Defense strategies against the worst-case scenarios of typhoon attacks.

Table 6 Optimal results for Cases 1, 2, and 3.

Fig. 4

Communication and local control against the worst-case scenarios of typhoon attacks.

Sensitivity analysis

To explore the impacts of investment budgets and typhoon attacks on the resilient CPDS, a sensitivity analysis for the resilience-oriented RO model in Case 3 is further performed. It can be seen in Fig. 5 that load-shedding cost changes with differences in typhoon attacks and investment budgets. To be specific, when budgets are inadequate, load-shedding costs rise significantly with the increasing number of attacks. The reason is that critical loads cannot be supplied during typhoons. Furthermore, as investment costs increase from $200K to $300K, load-shedding costs go through rapid reduction due to the timely supply of critical loads by BSSs and SOPs. Nevertheless, there has not been any change in load-shedding costs, although budgets have increased to $400K. Thus, system planners should allocate investment budgets reasonably according to the degree of typhoon attacks to balance economic benefits. In addition, the solution time of the proposed model under various typhoon attacks is given in Table 7. The increase in typhoon attacks can impose the additional burden of solving the model, however, which is in a reasonably acceptable range. As seen in Table 7, this is because more iterations are needed to obtain worse-case scenarios of typhoon attacks.

Fig. 5

Load shedding costs under various budgets and typhoon attacks.

Table 7 Solution time under various typhoon attacks.

The validation of the modified IEEE 123-bus CPDS

The modified IEEE 123-bus CPDS is utilized to further validate the effectiveness of the proposed model and method.
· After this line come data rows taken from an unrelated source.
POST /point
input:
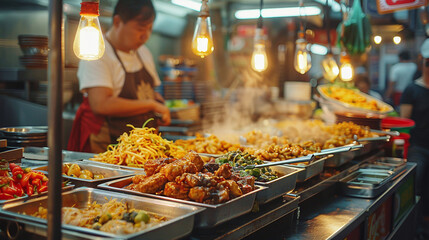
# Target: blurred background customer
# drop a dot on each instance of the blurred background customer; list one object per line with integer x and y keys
{"x": 401, "y": 74}
{"x": 415, "y": 105}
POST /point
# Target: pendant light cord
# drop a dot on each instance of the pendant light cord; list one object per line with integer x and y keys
{"x": 327, "y": 26}
{"x": 259, "y": 24}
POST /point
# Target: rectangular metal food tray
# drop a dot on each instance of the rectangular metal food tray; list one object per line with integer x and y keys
{"x": 134, "y": 169}
{"x": 108, "y": 173}
{"x": 279, "y": 186}
{"x": 180, "y": 217}
{"x": 41, "y": 154}
{"x": 310, "y": 170}
{"x": 212, "y": 216}
{"x": 11, "y": 154}
{"x": 67, "y": 187}
{"x": 366, "y": 183}
{"x": 390, "y": 161}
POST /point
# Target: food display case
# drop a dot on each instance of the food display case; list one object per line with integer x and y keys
{"x": 294, "y": 200}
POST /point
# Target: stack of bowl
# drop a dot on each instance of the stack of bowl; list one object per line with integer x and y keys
{"x": 35, "y": 136}
{"x": 35, "y": 49}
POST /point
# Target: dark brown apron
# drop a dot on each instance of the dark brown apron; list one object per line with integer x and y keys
{"x": 137, "y": 85}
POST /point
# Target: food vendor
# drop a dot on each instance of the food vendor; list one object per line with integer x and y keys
{"x": 118, "y": 89}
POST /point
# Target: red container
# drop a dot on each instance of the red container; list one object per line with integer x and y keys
{"x": 403, "y": 125}
{"x": 390, "y": 148}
For the convenience of representation, we just give the distribution system as shown in Fig. 6. It should be noted that power buses and communication nodes correspond one-to-one, and thus the topology of the communication network is the same as the distribution system. The control center is located on bus 150. The total budget is $600,000. The maximum number of hardened lines is 6. Other parameters can be found in Part A of this section.

Fig. 6

Schematic of the modified IEEE 123-bus CPDS.
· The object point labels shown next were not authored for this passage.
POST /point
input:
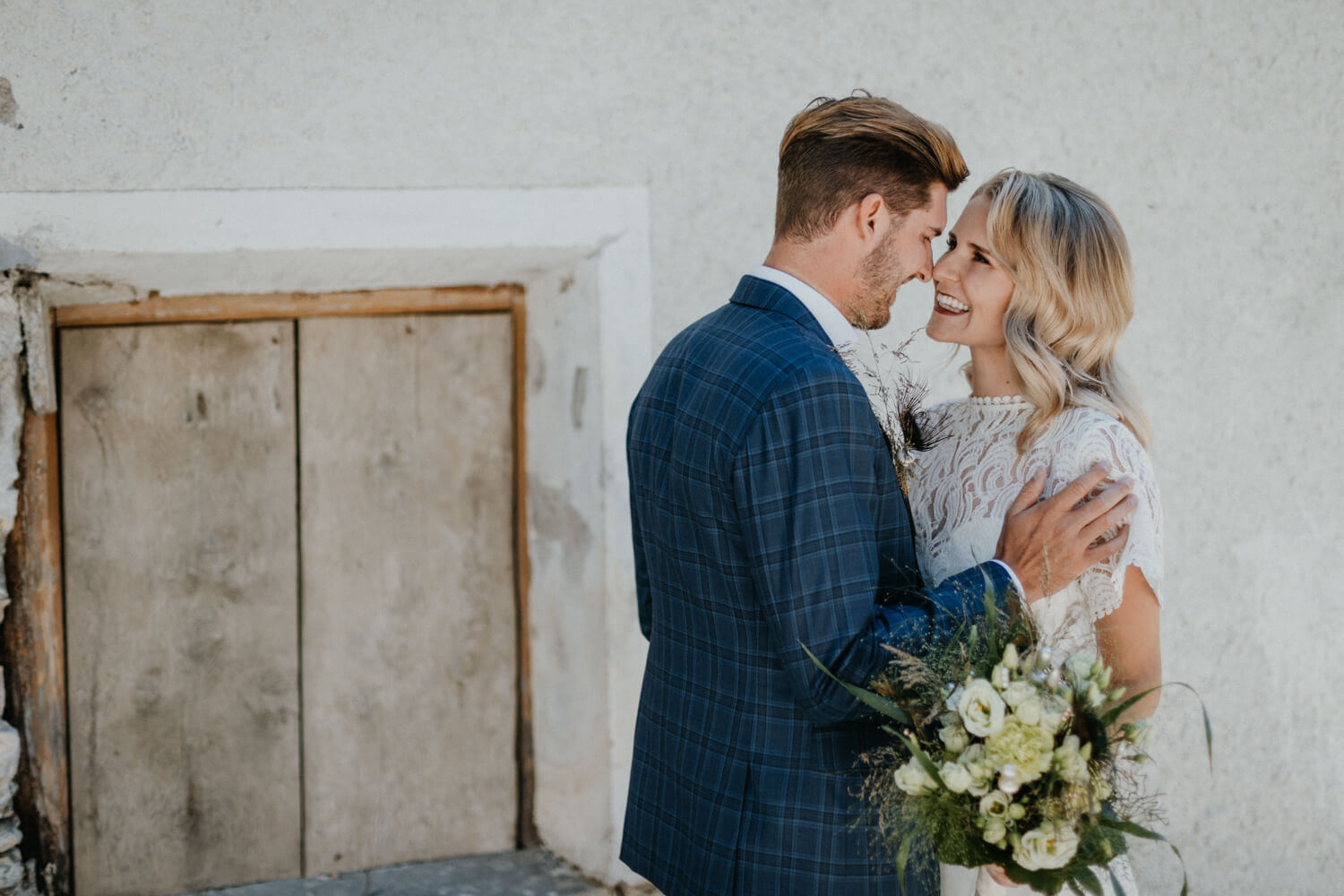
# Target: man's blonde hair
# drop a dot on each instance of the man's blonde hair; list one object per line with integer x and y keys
{"x": 835, "y": 152}
{"x": 1073, "y": 297}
Taking \(k_{\gamma }\)=4 as an example in Fig. 7, there are 4 BSSs deployed in buses 38, 65, 70, and 103, as well as 3 SOPs deployed on buses 4, 16, 18, 57, 151, and 300. Besides, wireless communication is configured to ensure communication for DGs, BSSs, and SOPs with the control center during typhoons. The overhead lines 18-19, 64-65, 65-66, 102-103, 103-104, and 108-109 are hardened against typhoon attacks. Furthermore, it can be seen in Table 8 that with the increasing number of typhoon attacks, the load shedding cost and solution time first significantly grow and then steadily rise.

Fig. 7

Defense strategies against the worst-case scenarios given \(k_{\gamma }=4\) and 6 hardened lines.
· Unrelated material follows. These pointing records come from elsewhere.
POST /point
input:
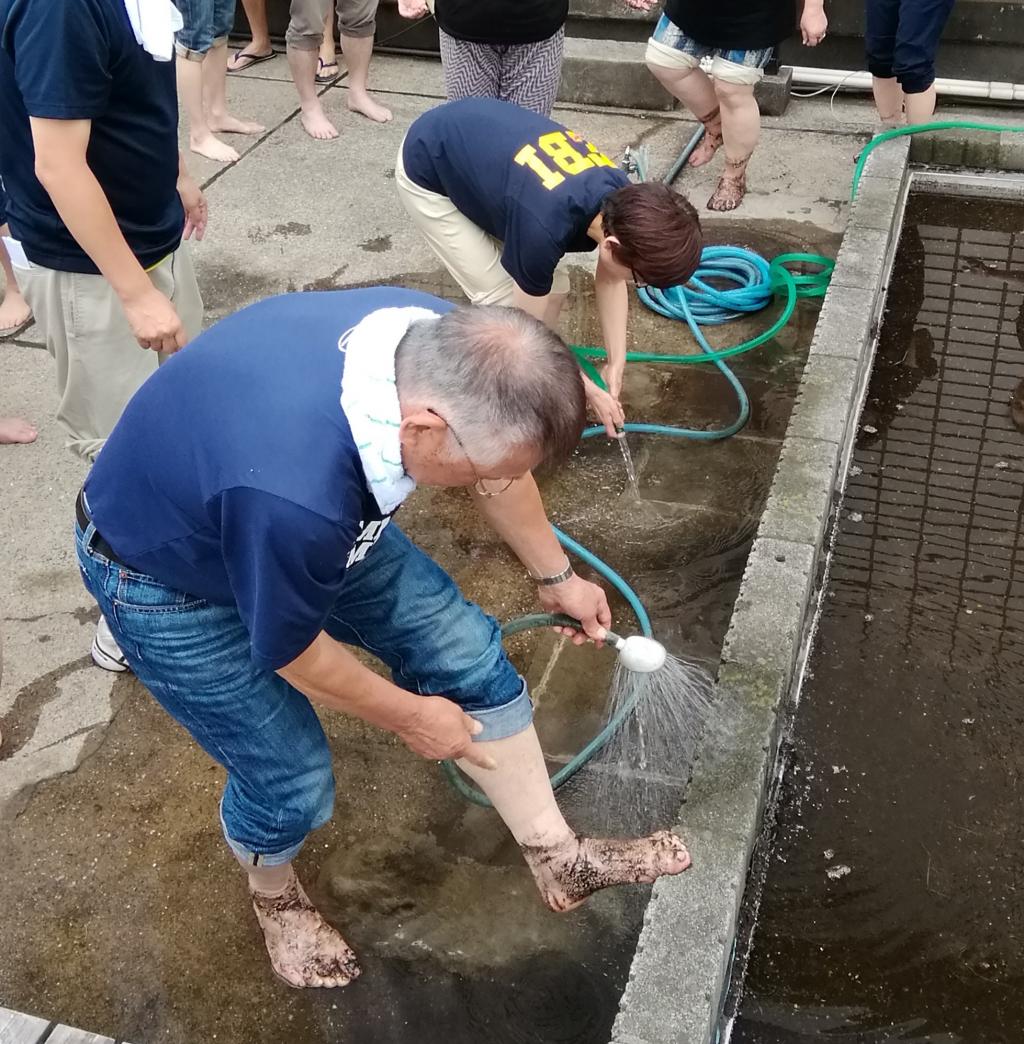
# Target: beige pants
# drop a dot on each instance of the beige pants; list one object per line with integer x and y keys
{"x": 471, "y": 255}
{"x": 99, "y": 363}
Table 8 Optimal results and solution time under various typhoon attacks.

Conclusion

To improve CPDS resilience, this paper proposes a resilience-oriented two-stage RO model for planning-operational restoration measures, which can be effectively solved by the customized NC&CG method. Numerical studies in Section V illustrate the advantage of the proposed model and approach. The conclusions are summarized as

1) According to Monte Carlo simulation of the sequential typhoon attacks, the vulnerable cyber-physical coupling parts of the CPDS can be identified in advance of the typhoon, which is conducive to making an effective resilience-oriented defense strategy for the CPDS against the upcoming typhoon.

2) Three cases are compared to validate the advantage of the proposed planning-operation measures. The proposed measures can not only ensure the load power supply but also reduce the risk of communication interruption, exhibiting better resilience for cyber-physical coupling failures.

3) A sensitivity analysis enables the system planner to readily achieve a tradeoff between strategy robustness and economic benefits. Moreover, the solution time of the proposed model is reasonably acceptable, although the uncertainty of typhoon attacks increases, demonstrating the good practicality of the model.